Dungeons & Dragons fantasy role-playing game source book

Bigby Presents: Glory of the Giants is sourcebook that focuses on giants in the 5th edition of the Dungeons & Dragons fantasy role-playing game. The book adds giant themed options for players and Dungeon Masters and contains in-character marginalia by the wizard Bigby of the Greyhawk setting.

== Reception ==
Publishers Weekly listed Bigby Presents: Glory of the Giants as number six of its hardcover nonfiction list in its first week; it had sold 4,929 units.

A review for Screen Rant praised the monsters, including high level challenges, and magic items, as well as roleplaying information related to giants.
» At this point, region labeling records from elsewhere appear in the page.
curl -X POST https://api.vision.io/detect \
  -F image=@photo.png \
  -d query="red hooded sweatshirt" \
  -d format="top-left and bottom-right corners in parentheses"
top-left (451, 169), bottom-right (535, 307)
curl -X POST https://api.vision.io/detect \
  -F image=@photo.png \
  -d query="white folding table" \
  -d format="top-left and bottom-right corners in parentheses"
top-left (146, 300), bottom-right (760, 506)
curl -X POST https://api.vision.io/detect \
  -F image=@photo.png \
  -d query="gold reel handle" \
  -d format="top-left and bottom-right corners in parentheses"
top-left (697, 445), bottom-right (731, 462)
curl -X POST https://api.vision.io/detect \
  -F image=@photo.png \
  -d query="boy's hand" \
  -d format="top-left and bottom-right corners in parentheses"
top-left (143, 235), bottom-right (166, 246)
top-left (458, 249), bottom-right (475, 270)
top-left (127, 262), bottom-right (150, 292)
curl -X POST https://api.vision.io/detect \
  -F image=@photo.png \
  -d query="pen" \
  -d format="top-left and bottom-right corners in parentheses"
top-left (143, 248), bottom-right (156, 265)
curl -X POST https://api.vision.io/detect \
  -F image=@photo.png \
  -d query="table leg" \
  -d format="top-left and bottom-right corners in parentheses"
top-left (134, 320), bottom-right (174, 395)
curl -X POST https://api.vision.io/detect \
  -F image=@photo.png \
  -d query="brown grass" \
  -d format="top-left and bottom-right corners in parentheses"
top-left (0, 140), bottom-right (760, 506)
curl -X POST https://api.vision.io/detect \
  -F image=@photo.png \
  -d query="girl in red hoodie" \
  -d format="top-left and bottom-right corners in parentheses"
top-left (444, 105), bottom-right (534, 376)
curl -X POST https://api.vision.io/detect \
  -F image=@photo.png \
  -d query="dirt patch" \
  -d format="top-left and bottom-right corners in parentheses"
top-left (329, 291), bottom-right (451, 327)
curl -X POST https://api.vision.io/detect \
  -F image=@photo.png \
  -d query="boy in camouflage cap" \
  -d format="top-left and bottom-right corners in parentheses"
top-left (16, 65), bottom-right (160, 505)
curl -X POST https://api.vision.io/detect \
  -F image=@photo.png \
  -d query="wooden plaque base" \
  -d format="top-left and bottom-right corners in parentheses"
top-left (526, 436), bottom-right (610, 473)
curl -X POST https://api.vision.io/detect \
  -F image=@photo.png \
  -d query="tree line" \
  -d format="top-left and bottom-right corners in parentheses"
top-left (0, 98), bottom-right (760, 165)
It criticized that it was not clear how character options were useful if combined with regular gaming options.

A review for Wargamer noted that the sourcebook features artificial intelligence visual art and that Wizards of the Coast had apologized for this use. The review praised the variety of options for the Dungeon Master, including the number of monsters and options for high level play. However, it criticized the low amount of character options compared to Fizban's Treasury of Dragons and noted its limited appeal for low level playing.